Next, the outputs should provide appropriate information for purchasing, production, and service provisioning. This means the outputs should be created with the understanding that they may influence what components, tools, or support materials have to be purchased to support their further development, deployment, or implementation. This information may be embedded as part of the output, or it may be attached to the output as an addendum or reference documentation.

The outputs should also provide criteria for quality acceptance. This means that the work products or components produced during design and development should be established against certain standards. These standards serve as acceptance criteria for moving the product further along the life cycle or releasing the product to the customer. These criteria will vary from one work product to another, depending on the product type, the customer requirements, and the scope of the output. The key here is to ensure that these criteria are defined for each type of output. (These criteria will come into play in Section 7.3.4.)

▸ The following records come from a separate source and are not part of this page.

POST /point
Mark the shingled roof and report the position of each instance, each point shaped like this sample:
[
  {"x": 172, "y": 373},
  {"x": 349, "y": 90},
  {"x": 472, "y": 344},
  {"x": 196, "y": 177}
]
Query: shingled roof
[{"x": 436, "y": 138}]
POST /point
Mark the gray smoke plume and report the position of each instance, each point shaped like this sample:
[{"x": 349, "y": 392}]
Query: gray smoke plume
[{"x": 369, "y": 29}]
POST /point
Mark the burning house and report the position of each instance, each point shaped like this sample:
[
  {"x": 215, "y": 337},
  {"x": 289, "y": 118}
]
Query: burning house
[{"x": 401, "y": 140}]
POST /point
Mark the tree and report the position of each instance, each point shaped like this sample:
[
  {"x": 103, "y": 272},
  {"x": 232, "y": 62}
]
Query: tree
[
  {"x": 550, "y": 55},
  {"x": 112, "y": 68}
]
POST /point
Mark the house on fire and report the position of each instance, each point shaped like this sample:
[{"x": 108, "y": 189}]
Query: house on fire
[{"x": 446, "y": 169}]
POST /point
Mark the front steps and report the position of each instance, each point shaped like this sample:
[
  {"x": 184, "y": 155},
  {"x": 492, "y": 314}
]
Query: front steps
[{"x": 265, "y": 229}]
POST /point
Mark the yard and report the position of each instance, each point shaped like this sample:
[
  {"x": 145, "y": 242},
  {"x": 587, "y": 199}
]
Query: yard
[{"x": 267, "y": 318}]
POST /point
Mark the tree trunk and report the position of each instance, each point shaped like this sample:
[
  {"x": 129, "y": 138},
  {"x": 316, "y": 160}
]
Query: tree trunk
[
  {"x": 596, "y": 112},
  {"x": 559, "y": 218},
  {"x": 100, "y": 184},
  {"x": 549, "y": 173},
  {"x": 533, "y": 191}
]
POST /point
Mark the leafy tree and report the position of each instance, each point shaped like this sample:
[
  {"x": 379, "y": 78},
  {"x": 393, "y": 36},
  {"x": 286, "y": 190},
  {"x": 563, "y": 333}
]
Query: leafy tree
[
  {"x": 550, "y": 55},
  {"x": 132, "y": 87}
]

Finally, the outputs should specify the characteristics of the product that are essential for its safe and proper use. This requirement reflects ISO's manufacturing origins. Certain products' components can carry with them safety issues. You've no doubt read the caution labels on consumer products, such as "Don't spray next to open flame." Lawnmowers carry caution labels; shaving lotion cans carry caution labels. In assembling components for a guided missile, the same type of safety information would naturally apply. The idea here is that, if you are creating outputs (products or components) that need to be integrated or used in a particular way, you should describe what this particular way is and make it available to the handlers of the product or component so that potential misuse can be avoided. 7.3.4. Design and development review

The inputs for design and development help ensure that the technical team knows how to build the right components and products for the customer.

The outputs that emerge from design and development help confirm that the appropriate components and products are being produced. Section 7.3.4 deals with this confirmation process. The idea behind design and development review is to inspect the outputs at specified points in the production process. The inspection should be conducted by a team qualified to evaluate the output against two requirements.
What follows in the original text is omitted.